Vous semblez rendre nerveux de nombreux maîtres reconnus de l'industrie?

Sûrement. Mais nous ne le faisons pas parce que les personnes impliquées dans le projet MB & F ont besoin de travail - chacune d’elles a sa propre entreprise, elles sont toutes indépendantes, collaborent avec les meilleures marques et, en outre, elles ne peuvent pas gagner beaucoup d’argent sur Horological Machines, car nous les produisons en petites quantités. C’est juste leur choix personnel, une sorte de terrain de jeu, et ils sont intéressés à tenter leur chance.

Pour qui créez-vous vos "machines à voyager dans le temps" - pour les romantiques, les rêveurs, les collectionneurs?

Je vais vous raconter une courte histoire. Une fois, avec mon designer Eric Giro, collectionneur passionné d'art contemporain, j'ai décidé de passer par des galeries d'art. Je lui ai montré ce qui me plaisait dans la première galerie et je n'ai rien entendu en réponse, puis dans la seconde. Il ne haussa que vaguement les épaules. Dans la troisième galerie, il me signalait déjà le tableau alarmant et destructeur d'un artiste. Et je lui ai dit que je n’aurais jamais accroché de telles œuvres dans mon salon et il a répondu: "Qui a dit qu’elles avaient été écrites pour ton stupide salon? Ce que tu m’as montré n’est pas de l’art, mais une belle décoration, une image bourgeoise, ce qui va bien avec le papier peint, le tapis ou les meubles, mais ils n’ont aucune profondeur artistique. Mais l’art de l’artiste exprime un puissant sentiment caché. " Et alors nous créons nos "voitures". Pas pour faire plaisir à quelqu'un ou pour satisfaire sa curiosité, c'est ce que notre industrie fait depuis près de deux cents ans. Et quatre-vingt-quinze pour cent des consommateurs de produits horlogers de cette industrie diront à propos de nos montres: "Mais qu'est-ce que c'est que ça?! Je ne porterai jamais une telle montre!" Eh bien, laissez-moi, il me faut les cinq pour cent restants, soit trente personnes par an, qui trouveront nos «voitures» extraordinaires.

Puisque je suis le premier journaliste russe à voir votre troisième "voiture", dites-nous plus en détail ce qui est différent des deux premiers?

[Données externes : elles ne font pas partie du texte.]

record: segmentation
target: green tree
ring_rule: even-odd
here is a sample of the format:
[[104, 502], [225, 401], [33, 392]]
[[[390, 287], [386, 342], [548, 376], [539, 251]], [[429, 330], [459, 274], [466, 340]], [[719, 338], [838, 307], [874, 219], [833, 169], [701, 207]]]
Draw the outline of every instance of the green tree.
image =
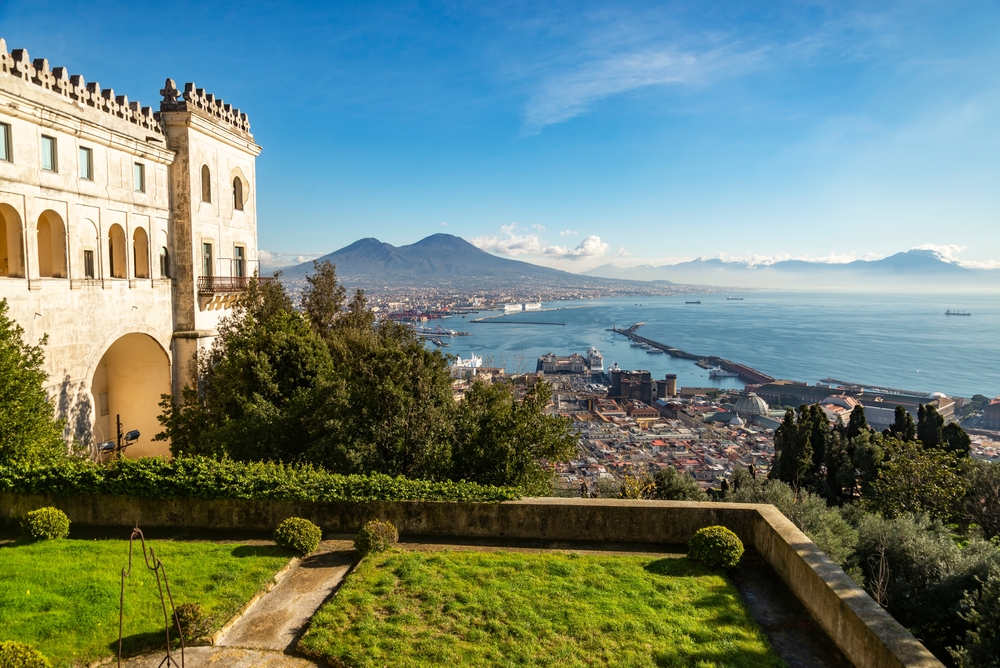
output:
[[568, 421], [545, 414], [550, 396], [546, 383], [520, 401], [506, 383], [473, 383], [456, 411], [452, 478], [548, 493], [552, 473], [539, 461], [563, 461], [576, 449]]
[[913, 416], [910, 411], [902, 406], [896, 406], [895, 420], [885, 430], [886, 436], [898, 438], [901, 441], [912, 441], [917, 437], [917, 425], [913, 424]]
[[905, 513], [950, 518], [967, 489], [961, 459], [917, 441], [889, 439], [884, 447], [886, 459], [865, 497], [867, 507], [889, 518]]
[[708, 501], [698, 481], [673, 466], [665, 466], [653, 476], [654, 499], [662, 501]]
[[968, 491], [962, 499], [962, 519], [975, 524], [984, 538], [1000, 536], [1000, 464], [965, 460]]
[[37, 346], [24, 341], [24, 329], [8, 317], [0, 299], [0, 463], [51, 461], [67, 453], [64, 420], [45, 396], [43, 337]]
[[827, 506], [815, 494], [805, 490], [796, 492], [780, 480], [761, 482], [746, 469], [737, 467], [733, 471], [732, 485], [725, 500], [733, 503], [772, 504], [840, 565], [845, 565], [854, 552], [857, 543], [855, 530], [839, 509]]
[[944, 441], [944, 418], [930, 404], [917, 408], [917, 439], [925, 448], [936, 448]]
[[[175, 455], [305, 461], [320, 389], [336, 387], [326, 345], [277, 282], [252, 280], [219, 325], [183, 403], [163, 397], [158, 440]], [[322, 394], [329, 402], [331, 392]], [[324, 410], [331, 411], [329, 403]]]
[[339, 470], [446, 478], [455, 409], [448, 361], [410, 328], [373, 320], [359, 291], [328, 340], [345, 396], [340, 428], [317, 451]]
[[967, 592], [980, 591], [1000, 551], [979, 538], [959, 541], [926, 515], [865, 514], [857, 529], [854, 562], [869, 593], [947, 662], [947, 648], [961, 646], [973, 628], [961, 615]]
[[972, 452], [972, 439], [957, 422], [946, 424], [941, 430], [941, 437], [944, 449], [959, 457], [968, 457]]
[[965, 592], [961, 617], [970, 627], [965, 645], [950, 650], [959, 668], [1000, 668], [1000, 567], [982, 588]]
[[347, 291], [337, 281], [336, 266], [328, 260], [313, 262], [313, 273], [306, 276], [306, 282], [302, 308], [316, 333], [328, 341], [343, 315]]

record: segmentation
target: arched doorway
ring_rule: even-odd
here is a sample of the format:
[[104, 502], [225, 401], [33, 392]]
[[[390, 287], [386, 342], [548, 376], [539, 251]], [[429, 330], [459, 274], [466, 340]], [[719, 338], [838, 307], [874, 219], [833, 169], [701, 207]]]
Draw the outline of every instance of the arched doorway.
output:
[[55, 211], [38, 217], [38, 275], [66, 278], [66, 226]]
[[126, 334], [101, 358], [91, 382], [94, 395], [94, 441], [115, 440], [116, 417], [122, 429], [138, 429], [139, 440], [129, 457], [168, 455], [169, 447], [153, 441], [160, 431], [160, 396], [170, 394], [170, 359], [148, 334]]
[[21, 216], [9, 204], [0, 204], [0, 276], [24, 278]]
[[108, 268], [111, 278], [128, 278], [125, 259], [125, 231], [117, 223], [108, 230]]

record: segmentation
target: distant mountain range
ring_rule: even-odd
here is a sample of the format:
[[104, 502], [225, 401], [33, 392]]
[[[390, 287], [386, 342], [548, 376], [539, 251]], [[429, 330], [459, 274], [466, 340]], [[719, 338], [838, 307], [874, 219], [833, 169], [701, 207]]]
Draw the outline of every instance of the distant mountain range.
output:
[[[393, 246], [374, 238], [324, 255], [337, 266], [337, 276], [349, 287], [366, 290], [406, 287], [451, 287], [464, 290], [525, 288], [615, 287], [648, 290], [649, 283], [630, 279], [572, 274], [529, 262], [508, 260], [482, 251], [451, 234], [433, 234], [407, 246]], [[313, 263], [304, 262], [282, 270], [282, 280], [300, 281], [312, 273]], [[665, 291], [668, 281], [657, 281]]]
[[1000, 287], [1000, 271], [963, 267], [933, 250], [910, 250], [881, 260], [842, 264], [784, 260], [769, 265], [697, 259], [654, 267], [604, 264], [588, 276], [637, 281], [671, 280], [702, 285], [818, 289], [990, 289]]

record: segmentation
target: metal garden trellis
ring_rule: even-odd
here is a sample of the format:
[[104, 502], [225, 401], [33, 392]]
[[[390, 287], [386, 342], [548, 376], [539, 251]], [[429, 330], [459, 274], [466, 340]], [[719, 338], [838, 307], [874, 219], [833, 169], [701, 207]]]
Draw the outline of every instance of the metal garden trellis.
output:
[[[167, 654], [160, 661], [159, 668], [171, 668], [172, 666], [184, 668], [184, 633], [181, 630], [180, 619], [177, 617], [177, 610], [174, 608], [174, 598], [170, 593], [170, 582], [167, 581], [167, 570], [163, 567], [163, 562], [157, 558], [153, 548], [146, 549], [146, 537], [142, 535], [142, 531], [138, 526], [132, 529], [132, 535], [128, 539], [128, 567], [122, 568], [121, 598], [118, 607], [118, 666], [121, 668], [122, 665], [122, 629], [125, 625], [125, 579], [132, 574], [132, 547], [136, 536], [139, 537], [139, 541], [142, 543], [142, 558], [146, 564], [146, 568], [156, 574], [156, 588], [160, 594], [160, 607], [163, 610], [163, 633], [167, 641]], [[166, 589], [166, 596], [163, 594], [164, 589]], [[168, 601], [170, 602], [169, 615], [167, 614]], [[180, 663], [177, 663], [177, 660], [170, 651], [171, 619], [174, 621], [174, 626], [177, 628], [177, 638], [180, 640]]]

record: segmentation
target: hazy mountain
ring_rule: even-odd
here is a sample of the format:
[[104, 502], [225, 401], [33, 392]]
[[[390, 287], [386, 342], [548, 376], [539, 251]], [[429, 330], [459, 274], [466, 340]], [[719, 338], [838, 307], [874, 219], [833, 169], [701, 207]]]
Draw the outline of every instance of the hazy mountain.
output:
[[[393, 246], [374, 238], [355, 241], [319, 258], [337, 266], [337, 275], [348, 286], [503, 288], [538, 286], [593, 288], [609, 283], [626, 286], [634, 281], [572, 274], [528, 262], [490, 255], [451, 234], [433, 234], [407, 246]], [[283, 279], [304, 279], [312, 262], [287, 267]], [[667, 286], [669, 283], [661, 282]], [[648, 287], [648, 286], [646, 286]]]
[[881, 260], [843, 264], [784, 260], [770, 265], [697, 259], [654, 267], [605, 264], [588, 276], [625, 280], [671, 280], [702, 285], [817, 289], [997, 289], [1000, 271], [963, 267], [932, 250], [910, 250]]

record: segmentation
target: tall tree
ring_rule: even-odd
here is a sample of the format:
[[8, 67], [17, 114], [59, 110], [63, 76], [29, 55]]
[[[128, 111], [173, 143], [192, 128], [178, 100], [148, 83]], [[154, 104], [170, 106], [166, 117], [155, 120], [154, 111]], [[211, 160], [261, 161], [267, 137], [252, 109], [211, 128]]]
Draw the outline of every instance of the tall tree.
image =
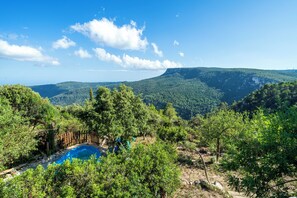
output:
[[90, 88], [90, 92], [89, 92], [89, 99], [90, 99], [90, 101], [93, 101], [94, 100], [94, 95], [93, 95], [93, 89], [92, 89], [92, 87]]
[[115, 109], [113, 96], [108, 88], [98, 88], [94, 110], [97, 132], [102, 136], [108, 136], [111, 140], [115, 139]]
[[219, 161], [222, 147], [227, 148], [236, 141], [244, 128], [243, 115], [222, 106], [202, 120], [201, 130], [205, 141], [216, 145], [216, 161]]
[[36, 132], [0, 97], [0, 170], [36, 148]]

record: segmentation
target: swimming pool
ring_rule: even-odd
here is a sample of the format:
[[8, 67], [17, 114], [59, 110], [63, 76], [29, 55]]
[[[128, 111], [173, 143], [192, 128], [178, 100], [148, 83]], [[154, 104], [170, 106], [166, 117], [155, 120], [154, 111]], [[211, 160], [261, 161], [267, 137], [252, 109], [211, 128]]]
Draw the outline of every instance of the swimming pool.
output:
[[98, 148], [90, 145], [81, 145], [75, 147], [61, 156], [58, 160], [55, 161], [56, 164], [62, 164], [66, 160], [72, 161], [73, 158], [88, 160], [92, 155], [95, 155], [96, 158], [101, 156], [101, 152]]

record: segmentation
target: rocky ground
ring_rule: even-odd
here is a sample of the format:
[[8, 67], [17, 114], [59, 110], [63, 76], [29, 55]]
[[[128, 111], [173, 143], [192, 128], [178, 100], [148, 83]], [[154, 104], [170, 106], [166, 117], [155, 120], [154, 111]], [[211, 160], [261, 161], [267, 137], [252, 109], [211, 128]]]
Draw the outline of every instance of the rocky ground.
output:
[[246, 197], [230, 189], [226, 182], [226, 176], [214, 168], [215, 164], [212, 163], [212, 156], [205, 153], [203, 158], [207, 167], [209, 183], [207, 182], [203, 163], [199, 155], [195, 152], [179, 150], [181, 187], [177, 190], [174, 197]]

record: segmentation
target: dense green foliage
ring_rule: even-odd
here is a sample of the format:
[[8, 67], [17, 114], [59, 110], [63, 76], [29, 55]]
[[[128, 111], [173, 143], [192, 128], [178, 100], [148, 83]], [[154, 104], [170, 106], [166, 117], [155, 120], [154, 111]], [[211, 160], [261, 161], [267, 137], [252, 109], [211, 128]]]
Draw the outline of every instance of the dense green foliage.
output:
[[56, 109], [21, 85], [0, 87], [0, 170], [27, 157], [38, 145], [38, 132], [48, 128]]
[[264, 115], [258, 112], [246, 125], [245, 136], [234, 142], [237, 149], [223, 163], [230, 184], [256, 197], [296, 196], [286, 184], [297, 181], [297, 108]]
[[0, 170], [20, 157], [28, 156], [37, 145], [36, 132], [14, 112], [9, 101], [0, 98]]
[[272, 113], [286, 109], [296, 103], [297, 81], [264, 85], [261, 89], [235, 103], [233, 108], [240, 112], [253, 112], [261, 108]]
[[125, 85], [113, 91], [99, 87], [96, 97], [83, 107], [73, 105], [65, 110], [86, 123], [90, 132], [97, 132], [111, 144], [117, 138], [131, 140], [149, 134], [148, 107]]
[[0, 197], [165, 197], [179, 185], [176, 157], [172, 147], [155, 143], [110, 153], [100, 162], [39, 166], [0, 181]]
[[[137, 82], [122, 82], [142, 94], [147, 104], [162, 109], [172, 103], [182, 118], [205, 114], [221, 102], [233, 103], [267, 83], [294, 81], [295, 71], [255, 69], [180, 68], [168, 69], [162, 76]], [[33, 86], [33, 90], [48, 97], [53, 104], [83, 104], [89, 98], [90, 87], [113, 88], [119, 83], [67, 82], [57, 85]], [[56, 91], [55, 91], [56, 88]], [[56, 92], [56, 93], [55, 93]]]
[[216, 161], [219, 161], [222, 149], [229, 152], [234, 141], [242, 136], [244, 124], [243, 115], [229, 110], [225, 105], [201, 120], [202, 141], [215, 148]]
[[27, 119], [33, 127], [49, 124], [57, 113], [48, 100], [25, 86], [2, 86], [0, 98], [6, 98], [13, 111]]
[[0, 87], [0, 170], [10, 167], [46, 142], [56, 149], [54, 134], [81, 131], [84, 123], [60, 111], [47, 99], [21, 85]]
[[[240, 84], [240, 80], [235, 79], [238, 76], [245, 81]], [[183, 110], [175, 109], [176, 104], [185, 105], [190, 111], [185, 110], [185, 114], [180, 115], [190, 115], [197, 110], [189, 102], [191, 97], [200, 100], [205, 96], [203, 104], [210, 104], [213, 98], [208, 100], [207, 94], [218, 94], [216, 104], [211, 105], [209, 111], [218, 106], [225, 94], [239, 97], [262, 83], [294, 78], [295, 73], [288, 71], [168, 70], [161, 77], [141, 81], [149, 82], [147, 85], [139, 83], [136, 87], [137, 92], [145, 88], [144, 100], [155, 100], [148, 103], [159, 104], [158, 108], [163, 108], [159, 110], [152, 104], [145, 105], [141, 97], [124, 84], [113, 89], [109, 88], [115, 84], [109, 88], [99, 87], [94, 94], [94, 87], [86, 84], [84, 105], [67, 107], [53, 106], [24, 86], [2, 86], [0, 169], [11, 167], [36, 149], [44, 151], [38, 146], [41, 142], [50, 142], [50, 149], [55, 151], [55, 134], [69, 131], [96, 132], [100, 139], [108, 140], [108, 146], [115, 148], [117, 145], [120, 149], [100, 158], [100, 162], [74, 160], [47, 169], [38, 167], [11, 180], [0, 181], [0, 197], [165, 197], [179, 184], [175, 149], [168, 144], [195, 151], [197, 146], [208, 147], [217, 157], [216, 167], [231, 171], [230, 185], [249, 196], [296, 196], [296, 190], [290, 185], [297, 178], [295, 82], [265, 85], [235, 104], [233, 109], [221, 103], [219, 108], [205, 115], [197, 114], [190, 121], [179, 116]], [[72, 91], [80, 86], [66, 83], [65, 89], [68, 89], [66, 85]], [[203, 87], [205, 92], [197, 92], [196, 86]], [[150, 91], [153, 89], [156, 92]], [[157, 97], [162, 99], [157, 100]], [[168, 103], [166, 97], [171, 97], [173, 103]], [[201, 101], [198, 100], [195, 107], [199, 109]], [[240, 112], [253, 112], [259, 107], [263, 110], [257, 113]], [[149, 141], [157, 140], [157, 143], [145, 146], [138, 142], [132, 144], [131, 150], [125, 149], [127, 141], [140, 136], [144, 139], [153, 136]], [[121, 141], [117, 141], [119, 139]]]

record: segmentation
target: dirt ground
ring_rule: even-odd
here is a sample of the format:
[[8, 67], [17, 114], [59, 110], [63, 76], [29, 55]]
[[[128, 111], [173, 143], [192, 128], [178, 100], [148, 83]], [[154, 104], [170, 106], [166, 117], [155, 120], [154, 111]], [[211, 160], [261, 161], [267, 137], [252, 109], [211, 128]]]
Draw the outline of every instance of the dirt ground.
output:
[[[152, 137], [146, 137], [145, 139], [139, 137], [133, 144], [151, 144], [155, 141], [156, 139]], [[210, 183], [219, 182], [223, 186], [223, 190], [203, 189], [199, 185], [196, 185], [200, 180], [207, 181], [199, 155], [195, 152], [180, 149], [178, 149], [178, 154], [181, 169], [181, 186], [173, 195], [174, 198], [246, 198], [243, 194], [230, 189], [226, 182], [226, 176], [223, 173], [215, 171], [215, 168], [213, 168], [214, 164], [212, 163], [213, 156], [210, 156], [207, 152], [202, 155], [206, 163]]]
[[202, 161], [198, 154], [189, 151], [179, 150], [179, 166], [181, 168], [181, 187], [174, 194], [174, 197], [202, 197], [202, 198], [221, 198], [221, 197], [234, 197], [245, 198], [246, 196], [232, 191], [226, 182], [225, 175], [213, 168], [214, 164], [211, 163], [212, 156], [203, 154], [206, 163], [207, 173], [210, 183], [219, 182], [223, 190], [201, 188], [197, 183], [206, 180], [205, 172], [203, 169]]

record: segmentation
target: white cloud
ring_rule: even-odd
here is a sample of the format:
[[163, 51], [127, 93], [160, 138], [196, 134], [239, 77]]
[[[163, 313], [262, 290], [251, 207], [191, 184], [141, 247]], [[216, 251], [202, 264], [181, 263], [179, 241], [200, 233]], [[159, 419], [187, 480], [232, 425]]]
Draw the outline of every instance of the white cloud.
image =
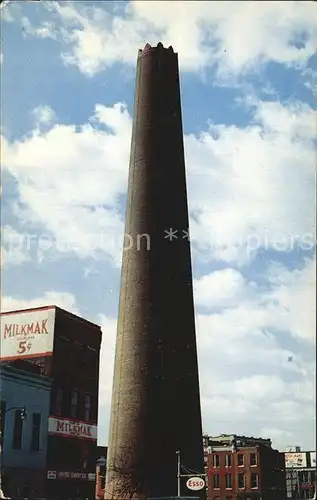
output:
[[4, 295], [1, 299], [1, 312], [31, 309], [41, 306], [57, 306], [73, 314], [78, 314], [76, 299], [71, 293], [48, 291], [42, 297], [32, 299], [17, 298]]
[[120, 265], [119, 195], [126, 189], [130, 134], [131, 118], [118, 103], [97, 105], [92, 124], [54, 125], [12, 144], [3, 139], [3, 164], [26, 204], [17, 213], [43, 224], [42, 253], [48, 247], [83, 256], [100, 250]]
[[308, 260], [301, 269], [271, 268], [274, 285], [269, 299], [284, 311], [281, 326], [299, 340], [316, 342], [316, 261]]
[[38, 38], [52, 38], [53, 40], [57, 38], [53, 25], [48, 21], [44, 21], [39, 28], [35, 28], [32, 26], [29, 19], [23, 16], [21, 18], [21, 25], [24, 37], [26, 35], [33, 35]]
[[48, 125], [55, 120], [55, 113], [47, 105], [38, 106], [32, 111], [37, 126]]
[[281, 342], [265, 330], [274, 319], [275, 311], [254, 311], [243, 301], [219, 315], [197, 316], [204, 429], [271, 437], [279, 449], [291, 444], [292, 435], [310, 449], [315, 442], [314, 355], [308, 359], [300, 350], [292, 352], [289, 340]]
[[39, 27], [25, 18], [23, 23], [29, 35], [58, 38], [64, 61], [88, 76], [117, 61], [134, 65], [137, 50], [159, 40], [179, 52], [183, 69], [216, 64], [222, 78], [267, 61], [303, 67], [315, 53], [311, 2], [184, 1], [179, 6], [134, 1], [116, 15], [96, 6], [47, 2], [49, 21]]
[[[314, 248], [314, 113], [299, 103], [250, 105], [254, 125], [185, 136], [191, 237], [207, 260]], [[41, 223], [58, 250], [101, 250], [120, 265], [131, 123], [125, 105], [98, 104], [86, 125], [3, 139], [3, 166], [26, 207], [17, 214]]]
[[185, 138], [192, 239], [210, 260], [315, 246], [315, 114], [300, 103], [253, 105], [253, 125], [210, 124]]
[[98, 441], [100, 444], [105, 445], [108, 443], [117, 321], [104, 314], [100, 314], [98, 317], [98, 324], [101, 325], [102, 329]]
[[1, 267], [19, 265], [30, 260], [30, 254], [26, 247], [23, 234], [20, 234], [11, 226], [4, 226], [1, 231]]
[[305, 87], [311, 90], [314, 97], [317, 95], [317, 71], [312, 68], [306, 68], [303, 72], [303, 82]]
[[246, 294], [244, 277], [234, 269], [224, 269], [202, 276], [194, 282], [197, 305], [225, 308], [235, 305]]
[[272, 265], [262, 286], [248, 282], [233, 269], [224, 269], [194, 282], [195, 301], [197, 306], [213, 311], [210, 321], [217, 336], [246, 340], [250, 330], [275, 329], [314, 344], [315, 276], [315, 260], [307, 260], [294, 271]]

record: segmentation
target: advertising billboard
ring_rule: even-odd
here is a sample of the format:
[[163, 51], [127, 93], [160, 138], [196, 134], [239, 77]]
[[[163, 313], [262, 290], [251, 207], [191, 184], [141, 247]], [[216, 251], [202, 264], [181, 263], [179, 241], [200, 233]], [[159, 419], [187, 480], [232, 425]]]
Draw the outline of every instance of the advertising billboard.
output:
[[310, 452], [310, 466], [316, 467], [316, 452], [315, 451]]
[[48, 432], [55, 436], [97, 441], [97, 426], [80, 420], [49, 417]]
[[285, 467], [307, 467], [306, 453], [285, 453]]
[[1, 314], [0, 359], [49, 356], [53, 352], [55, 308]]

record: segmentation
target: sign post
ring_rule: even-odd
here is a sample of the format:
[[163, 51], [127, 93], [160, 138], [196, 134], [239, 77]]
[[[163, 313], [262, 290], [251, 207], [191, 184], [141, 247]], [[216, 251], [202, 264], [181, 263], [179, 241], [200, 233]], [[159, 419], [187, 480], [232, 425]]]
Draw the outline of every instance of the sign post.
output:
[[181, 465], [181, 455], [180, 451], [176, 452], [177, 455], [177, 497], [181, 497], [181, 478], [187, 477], [186, 486], [191, 491], [199, 491], [202, 490], [206, 482], [203, 479], [207, 474], [200, 474], [199, 472], [192, 472], [191, 474], [182, 474], [182, 465]]

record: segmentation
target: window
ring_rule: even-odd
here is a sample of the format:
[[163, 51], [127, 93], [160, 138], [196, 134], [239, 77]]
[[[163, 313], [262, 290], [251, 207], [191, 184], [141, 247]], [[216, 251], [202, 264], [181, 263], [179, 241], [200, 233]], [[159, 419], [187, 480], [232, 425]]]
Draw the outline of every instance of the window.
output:
[[259, 476], [258, 474], [251, 474], [251, 488], [257, 489], [259, 487]]
[[231, 455], [226, 455], [225, 457], [225, 466], [226, 467], [231, 467], [232, 463], [231, 463]]
[[218, 496], [214, 497], [214, 500], [220, 500], [220, 497], [218, 497]]
[[3, 436], [4, 436], [4, 427], [5, 427], [5, 418], [6, 418], [6, 409], [7, 403], [1, 400], [1, 435], [0, 435], [0, 445], [3, 446]]
[[306, 471], [302, 473], [302, 482], [308, 483], [308, 472]]
[[56, 415], [62, 414], [62, 405], [63, 405], [63, 389], [57, 389], [55, 396], [55, 411], [54, 411]]
[[244, 465], [244, 455], [242, 455], [242, 453], [238, 454], [238, 465]]
[[231, 495], [227, 496], [226, 500], [232, 500], [232, 496]]
[[226, 488], [231, 490], [232, 488], [232, 476], [231, 474], [226, 474]]
[[90, 408], [91, 408], [91, 396], [90, 394], [85, 395], [85, 420], [87, 422], [90, 420]]
[[214, 474], [214, 489], [220, 487], [219, 474]]
[[41, 414], [33, 413], [32, 440], [31, 440], [31, 450], [33, 451], [39, 451], [40, 449], [40, 429], [41, 429]]
[[256, 453], [250, 453], [250, 465], [257, 465]]
[[219, 455], [213, 455], [213, 457], [212, 457], [212, 463], [213, 463], [214, 467], [219, 467], [220, 466]]
[[73, 418], [77, 418], [77, 406], [78, 406], [78, 391], [73, 391], [71, 398], [71, 416]]
[[21, 450], [22, 432], [23, 432], [23, 419], [21, 417], [21, 410], [15, 410], [14, 426], [13, 426], [13, 441], [12, 441], [12, 448], [15, 450]]
[[238, 488], [239, 490], [244, 489], [244, 474], [238, 474]]

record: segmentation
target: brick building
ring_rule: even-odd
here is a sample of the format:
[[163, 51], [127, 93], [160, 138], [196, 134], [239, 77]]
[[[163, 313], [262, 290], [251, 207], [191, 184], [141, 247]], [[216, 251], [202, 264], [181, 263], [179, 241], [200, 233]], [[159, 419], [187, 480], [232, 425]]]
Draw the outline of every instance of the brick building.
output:
[[286, 500], [284, 454], [270, 439], [204, 436], [207, 498]]
[[[24, 371], [33, 366], [43, 381], [50, 380], [48, 418], [40, 422], [47, 433], [45, 450], [40, 445], [33, 452], [45, 453], [41, 496], [46, 498], [94, 497], [100, 345], [99, 326], [56, 306], [1, 314], [1, 364]], [[40, 401], [40, 391], [37, 397]], [[28, 413], [28, 400], [15, 404]], [[9, 427], [4, 441], [7, 432]]]

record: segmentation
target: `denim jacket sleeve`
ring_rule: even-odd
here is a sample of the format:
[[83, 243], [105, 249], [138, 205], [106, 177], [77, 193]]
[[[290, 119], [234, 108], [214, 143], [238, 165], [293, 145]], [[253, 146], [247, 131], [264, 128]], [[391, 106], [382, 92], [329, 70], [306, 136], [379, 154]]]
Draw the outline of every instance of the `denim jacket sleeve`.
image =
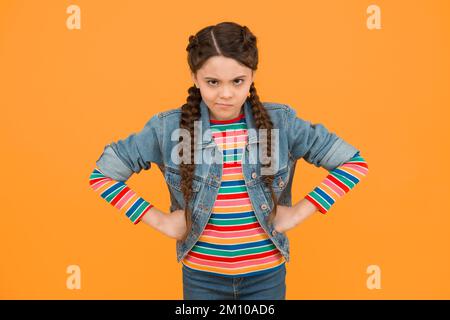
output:
[[133, 173], [150, 169], [151, 162], [161, 164], [163, 157], [158, 137], [161, 130], [156, 114], [141, 131], [106, 145], [96, 161], [97, 167], [114, 180], [126, 181]]
[[358, 149], [345, 142], [335, 133], [320, 124], [312, 124], [297, 117], [290, 106], [287, 112], [287, 134], [289, 151], [295, 159], [303, 158], [316, 167], [333, 170], [342, 165]]

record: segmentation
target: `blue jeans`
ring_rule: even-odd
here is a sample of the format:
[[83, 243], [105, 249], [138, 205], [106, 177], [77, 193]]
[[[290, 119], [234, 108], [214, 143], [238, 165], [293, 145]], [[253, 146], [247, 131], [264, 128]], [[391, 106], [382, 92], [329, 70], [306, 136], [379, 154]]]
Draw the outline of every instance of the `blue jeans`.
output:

Dans cette "voiture", j'étais accompagné du vainqueur du Grand Prix d'Horlogerie de Genève 2007 Jean-Marc Widderecht et du designer Eric Gyro avec son équipe Agenhor. En ce qui concerne la machine elle-même, l'accent n'a pas été mis sur la complexité technique. C'est plutôt notre regard avant-gardiste sur la représentation du temps. Le calibre de base était le Girard-Perregaux. un rotor en forme de hache - le détail original, qui peut être tracé dans toutes les machines précédentes, est remonté, deux aiguilles à double tranchant sont responsables de la représentation de l'heure, ajustant les cônes tronqués des heures et des minutes, un disque de date entourant le rotor. En cours de route, une aiguille des heures sert d'indicateur de l'heure. Il existe deux versions de Starcruiser et de Sidewinder avec des ouvertures d’heures et de minutes orientées longitudinalement et transversalement. Dimensions de la coque ressemblant à la navette spatiale Shuttle: 47x50x16 mm. Nous voulions mettre un contenu complexe sous la bonne forme. Il semble que nous ayons réussi.